Monday, May 18, 2009

Housing Pain Spreads to High-End

The San Francisco Chronicle reports More high-end properties sitting on the market

After 14 months on the market and about a $1.2 million price cut, a large, newly built home in the Oakland hills is on the verge of selling, assuming the bank allows it to trade for less than what's due on the loan.

The approximately $950,000 "short sale" is a prominent example of something brokers don't like to talk about, at least not brokers who represent owners: High-end properties are increasingly coming under the sort of pressure once reserved for moderate homes. In fact, as slowing price declines fuel hope that the real estate bottom is near, other signs suggest the worst is on its way for the region's upscale market.

So far, prices for top-end properties aren't declining more or faster than the market as a whole, based on ZIP code information provided by San Diego research firm MDA DataQuick. But strains are becoming evident on that end of the price spectrum.

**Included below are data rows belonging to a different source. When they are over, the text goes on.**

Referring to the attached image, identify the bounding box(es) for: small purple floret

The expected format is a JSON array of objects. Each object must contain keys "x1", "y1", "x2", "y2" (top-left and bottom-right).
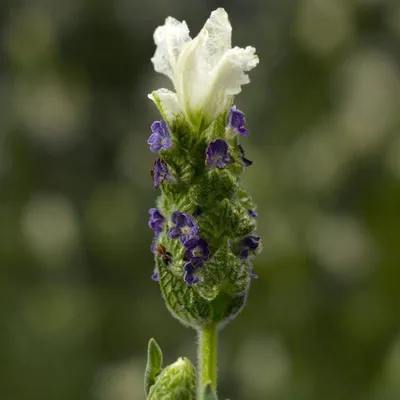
[
  {"x1": 192, "y1": 207, "x2": 201, "y2": 218},
  {"x1": 250, "y1": 272, "x2": 258, "y2": 279},
  {"x1": 168, "y1": 211, "x2": 199, "y2": 243},
  {"x1": 206, "y1": 139, "x2": 232, "y2": 168},
  {"x1": 228, "y1": 106, "x2": 250, "y2": 136},
  {"x1": 239, "y1": 236, "x2": 260, "y2": 259},
  {"x1": 238, "y1": 144, "x2": 253, "y2": 167},
  {"x1": 152, "y1": 158, "x2": 172, "y2": 188},
  {"x1": 249, "y1": 209, "x2": 258, "y2": 218},
  {"x1": 183, "y1": 237, "x2": 210, "y2": 266},
  {"x1": 147, "y1": 120, "x2": 171, "y2": 153},
  {"x1": 149, "y1": 208, "x2": 165, "y2": 234},
  {"x1": 183, "y1": 262, "x2": 199, "y2": 286},
  {"x1": 150, "y1": 238, "x2": 158, "y2": 254}
]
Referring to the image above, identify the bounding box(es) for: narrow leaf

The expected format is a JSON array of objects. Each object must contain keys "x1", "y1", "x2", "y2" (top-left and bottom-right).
[{"x1": 144, "y1": 338, "x2": 163, "y2": 397}]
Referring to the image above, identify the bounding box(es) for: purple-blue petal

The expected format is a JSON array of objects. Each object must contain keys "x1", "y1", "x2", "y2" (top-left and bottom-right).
[
  {"x1": 249, "y1": 209, "x2": 258, "y2": 218},
  {"x1": 152, "y1": 158, "x2": 172, "y2": 188},
  {"x1": 238, "y1": 144, "x2": 253, "y2": 167},
  {"x1": 168, "y1": 226, "x2": 182, "y2": 239},
  {"x1": 149, "y1": 208, "x2": 165, "y2": 233}
]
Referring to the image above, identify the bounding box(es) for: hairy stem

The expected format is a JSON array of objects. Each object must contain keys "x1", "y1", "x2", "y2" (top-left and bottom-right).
[{"x1": 198, "y1": 322, "x2": 218, "y2": 393}]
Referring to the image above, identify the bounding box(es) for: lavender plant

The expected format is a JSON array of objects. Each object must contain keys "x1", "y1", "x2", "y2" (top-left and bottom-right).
[{"x1": 145, "y1": 8, "x2": 261, "y2": 400}]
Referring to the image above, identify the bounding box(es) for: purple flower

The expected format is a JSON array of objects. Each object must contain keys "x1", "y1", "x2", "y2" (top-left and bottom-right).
[
  {"x1": 151, "y1": 267, "x2": 158, "y2": 282},
  {"x1": 228, "y1": 106, "x2": 250, "y2": 136},
  {"x1": 183, "y1": 262, "x2": 199, "y2": 286},
  {"x1": 168, "y1": 211, "x2": 199, "y2": 243},
  {"x1": 149, "y1": 208, "x2": 165, "y2": 234},
  {"x1": 151, "y1": 158, "x2": 172, "y2": 189},
  {"x1": 147, "y1": 120, "x2": 171, "y2": 152},
  {"x1": 183, "y1": 237, "x2": 210, "y2": 266},
  {"x1": 206, "y1": 139, "x2": 232, "y2": 168},
  {"x1": 238, "y1": 144, "x2": 253, "y2": 167},
  {"x1": 150, "y1": 233, "x2": 158, "y2": 254},
  {"x1": 250, "y1": 271, "x2": 258, "y2": 279},
  {"x1": 239, "y1": 236, "x2": 260, "y2": 259},
  {"x1": 249, "y1": 209, "x2": 258, "y2": 218},
  {"x1": 192, "y1": 207, "x2": 201, "y2": 218}
]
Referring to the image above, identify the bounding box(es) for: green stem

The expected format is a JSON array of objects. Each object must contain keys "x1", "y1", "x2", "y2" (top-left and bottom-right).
[{"x1": 197, "y1": 322, "x2": 218, "y2": 393}]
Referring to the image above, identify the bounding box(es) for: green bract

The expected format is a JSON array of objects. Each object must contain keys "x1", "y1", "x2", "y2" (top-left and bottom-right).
[{"x1": 151, "y1": 108, "x2": 256, "y2": 328}]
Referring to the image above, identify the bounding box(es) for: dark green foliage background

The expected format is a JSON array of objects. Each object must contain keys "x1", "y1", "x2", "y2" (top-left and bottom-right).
[{"x1": 0, "y1": 0, "x2": 400, "y2": 400}]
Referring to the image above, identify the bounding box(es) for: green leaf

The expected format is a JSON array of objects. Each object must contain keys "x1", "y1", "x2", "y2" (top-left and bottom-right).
[
  {"x1": 144, "y1": 338, "x2": 163, "y2": 397},
  {"x1": 156, "y1": 259, "x2": 211, "y2": 329},
  {"x1": 148, "y1": 358, "x2": 196, "y2": 400},
  {"x1": 196, "y1": 243, "x2": 250, "y2": 301},
  {"x1": 201, "y1": 382, "x2": 218, "y2": 400}
]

In the Bay Area, the months of unsold inventory of existing single-family homes priced above $1 million reached 14 months in March, more than double where it stood a year ago, according to the California Association of Realtors. The statistic estimates the time it would take to sell all the homes on the market based on the current rate of transactions.

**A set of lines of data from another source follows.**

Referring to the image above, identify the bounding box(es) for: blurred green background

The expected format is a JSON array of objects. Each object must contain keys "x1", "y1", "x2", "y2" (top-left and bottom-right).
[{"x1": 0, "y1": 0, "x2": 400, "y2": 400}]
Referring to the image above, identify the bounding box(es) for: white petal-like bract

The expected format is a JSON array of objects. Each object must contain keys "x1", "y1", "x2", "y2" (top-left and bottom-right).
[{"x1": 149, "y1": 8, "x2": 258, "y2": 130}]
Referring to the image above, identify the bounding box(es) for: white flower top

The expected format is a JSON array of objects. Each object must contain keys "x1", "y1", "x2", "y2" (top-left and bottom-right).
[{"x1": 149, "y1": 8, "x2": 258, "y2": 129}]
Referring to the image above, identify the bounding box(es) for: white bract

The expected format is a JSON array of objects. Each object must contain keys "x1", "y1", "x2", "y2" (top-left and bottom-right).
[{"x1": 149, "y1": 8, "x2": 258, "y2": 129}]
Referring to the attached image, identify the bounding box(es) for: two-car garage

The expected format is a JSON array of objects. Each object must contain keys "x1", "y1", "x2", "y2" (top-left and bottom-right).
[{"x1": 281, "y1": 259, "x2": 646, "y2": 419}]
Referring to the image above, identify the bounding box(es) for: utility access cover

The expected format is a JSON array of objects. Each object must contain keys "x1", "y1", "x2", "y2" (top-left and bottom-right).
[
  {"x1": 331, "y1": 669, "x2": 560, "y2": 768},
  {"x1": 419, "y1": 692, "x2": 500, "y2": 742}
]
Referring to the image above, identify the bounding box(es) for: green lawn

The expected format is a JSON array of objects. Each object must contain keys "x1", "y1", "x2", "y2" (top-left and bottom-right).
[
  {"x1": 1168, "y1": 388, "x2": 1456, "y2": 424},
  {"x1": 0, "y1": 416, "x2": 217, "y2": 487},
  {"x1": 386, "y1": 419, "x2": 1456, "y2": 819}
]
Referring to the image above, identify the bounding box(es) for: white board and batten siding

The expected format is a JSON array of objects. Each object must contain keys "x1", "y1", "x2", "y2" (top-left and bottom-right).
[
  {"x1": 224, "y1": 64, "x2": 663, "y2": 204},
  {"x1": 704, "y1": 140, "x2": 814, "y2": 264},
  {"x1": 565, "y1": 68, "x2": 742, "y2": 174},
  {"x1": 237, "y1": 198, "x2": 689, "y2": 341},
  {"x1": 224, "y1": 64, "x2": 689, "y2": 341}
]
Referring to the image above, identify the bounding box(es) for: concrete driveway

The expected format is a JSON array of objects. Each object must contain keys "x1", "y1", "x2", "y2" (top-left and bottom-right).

In contrast, inventory of homes priced below $500,000 fell to just 2.6 months, a nearly 80 percent decline. The same general trends were seen on the state level as well.

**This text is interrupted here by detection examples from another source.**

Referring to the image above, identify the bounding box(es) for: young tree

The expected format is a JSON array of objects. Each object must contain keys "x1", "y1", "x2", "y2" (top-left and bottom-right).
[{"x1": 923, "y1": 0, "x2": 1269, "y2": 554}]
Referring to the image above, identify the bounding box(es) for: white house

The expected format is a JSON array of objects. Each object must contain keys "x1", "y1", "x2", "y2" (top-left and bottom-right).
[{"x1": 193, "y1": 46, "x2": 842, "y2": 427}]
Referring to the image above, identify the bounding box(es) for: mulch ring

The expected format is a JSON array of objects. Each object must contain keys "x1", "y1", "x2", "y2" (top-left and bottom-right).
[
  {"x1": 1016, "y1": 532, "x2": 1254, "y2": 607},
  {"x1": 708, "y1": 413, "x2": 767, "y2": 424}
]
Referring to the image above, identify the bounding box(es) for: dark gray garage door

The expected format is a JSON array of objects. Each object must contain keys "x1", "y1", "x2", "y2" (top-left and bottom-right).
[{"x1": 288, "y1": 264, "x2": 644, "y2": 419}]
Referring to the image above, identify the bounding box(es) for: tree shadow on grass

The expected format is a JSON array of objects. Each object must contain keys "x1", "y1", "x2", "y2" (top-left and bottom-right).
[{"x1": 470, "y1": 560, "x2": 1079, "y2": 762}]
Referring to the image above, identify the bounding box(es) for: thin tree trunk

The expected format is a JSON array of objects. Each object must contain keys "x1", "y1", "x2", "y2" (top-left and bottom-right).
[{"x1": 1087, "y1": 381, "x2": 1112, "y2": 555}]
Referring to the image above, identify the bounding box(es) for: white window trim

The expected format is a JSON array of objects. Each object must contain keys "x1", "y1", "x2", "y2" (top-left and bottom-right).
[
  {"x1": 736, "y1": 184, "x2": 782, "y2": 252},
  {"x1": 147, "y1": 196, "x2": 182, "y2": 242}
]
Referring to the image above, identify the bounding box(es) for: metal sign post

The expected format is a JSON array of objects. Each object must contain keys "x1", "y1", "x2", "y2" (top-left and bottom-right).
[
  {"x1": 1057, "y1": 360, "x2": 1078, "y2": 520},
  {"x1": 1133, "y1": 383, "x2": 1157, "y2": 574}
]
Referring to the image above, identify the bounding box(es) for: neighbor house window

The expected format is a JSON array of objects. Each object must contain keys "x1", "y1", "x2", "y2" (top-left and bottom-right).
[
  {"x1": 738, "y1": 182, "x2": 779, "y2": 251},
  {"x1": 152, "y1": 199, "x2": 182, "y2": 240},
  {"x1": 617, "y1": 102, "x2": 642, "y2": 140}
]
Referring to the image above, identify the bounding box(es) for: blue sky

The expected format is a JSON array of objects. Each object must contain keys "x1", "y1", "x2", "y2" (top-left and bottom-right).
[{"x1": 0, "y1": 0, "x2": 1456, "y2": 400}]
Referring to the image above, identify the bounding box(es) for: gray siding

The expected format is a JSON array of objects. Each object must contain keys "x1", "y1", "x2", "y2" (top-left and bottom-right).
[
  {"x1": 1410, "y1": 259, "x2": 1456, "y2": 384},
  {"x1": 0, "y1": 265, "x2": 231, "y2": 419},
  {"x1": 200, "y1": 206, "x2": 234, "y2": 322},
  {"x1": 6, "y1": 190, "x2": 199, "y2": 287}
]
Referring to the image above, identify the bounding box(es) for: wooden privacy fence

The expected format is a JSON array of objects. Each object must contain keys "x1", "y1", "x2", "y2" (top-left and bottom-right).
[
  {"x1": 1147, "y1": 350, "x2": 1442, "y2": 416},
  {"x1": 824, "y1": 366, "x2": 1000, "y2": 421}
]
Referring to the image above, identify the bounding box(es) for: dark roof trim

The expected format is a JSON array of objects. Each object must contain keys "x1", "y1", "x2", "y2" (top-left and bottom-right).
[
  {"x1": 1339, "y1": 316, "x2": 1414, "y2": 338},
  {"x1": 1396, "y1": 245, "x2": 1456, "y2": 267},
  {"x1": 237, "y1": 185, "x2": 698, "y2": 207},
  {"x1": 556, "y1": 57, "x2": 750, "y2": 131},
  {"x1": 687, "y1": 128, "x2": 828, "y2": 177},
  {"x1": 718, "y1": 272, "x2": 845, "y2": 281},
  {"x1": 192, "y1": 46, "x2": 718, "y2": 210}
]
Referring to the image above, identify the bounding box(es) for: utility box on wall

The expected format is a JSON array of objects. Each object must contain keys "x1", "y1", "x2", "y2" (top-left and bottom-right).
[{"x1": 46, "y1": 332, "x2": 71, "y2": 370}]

In the last few months, the well-to-do have watched their businesses unravel, jobs disappear and net worth shrink, said Andrew Jeffery, principal with Cirios Real Estate, a brokerage and research firm in San Francisco.

They're "working through their cushions and you're seeing more distress in the higher-end market, and you're starting to see the beginnings of price deterioration," he said.

Adjustable-rate mortgages that let borrowers choose how much to pay each month could exacerbate high-end troubles in the months to come as the minimum payments go up, Jeffery said. The loans were originally marketed to the wealthy and, on average, were used to buy more expensive homes than those purchased with subprime mortgages.

Option ARMs initially allow borrowers to pay a minimum that doesn't even cover interest, but once they owe a certain amount above the principal, the monthly obligation is increased - often to a sharply higher level that can lead to defaults and foreclosures. Borrowers are likely to reach those levels in rapidly rising numbers next summer, before climbing to a peak amount of more than $1 trillion in monthly payment adjustments around the end of that year, according to an analysis by Credit Suisse Securities LLC.

"The effect of huge negative equity and unemployment will continue to weigh down on the performance of this sector," said Chandrajit Bhattacharya, mortgage strategist at the Zurich bank.

EYE OF THE STORM

I’ve been using “eye of the storm” to describe the last few months. With delayed foreclosures, a rising stock market, and low interest rates, the last few months have appeared healthy.

This is the classic Credit Suisse chart that the article references:

IMFresets

Take a look at where we are now on this chart. Now factor in that a huge number of would-be-foreclosures from the last half of 2008 have not yet been completed because of delays and moratoria.

 HIGH-END VS LOW-END

The housing market is segmented, perhaps more by price than by geography. This is partially because of the different loan types in the chart above and partially because wealthy people have more savings and higher credit card limits to delay their day of reckoning.

Compare these 3 charts from May’s East Bay Housing Review

Here is all of Alameda County and Contra Costa County:

Big Charts Counties May 2009

Here is the low-end:

Big Charts Low End May 2009

Compare those healthy charts with the high-end:

Big Charts High End May 2009

Prices are dictated by supply and demand. Clearly, there will be more pain in the high-end.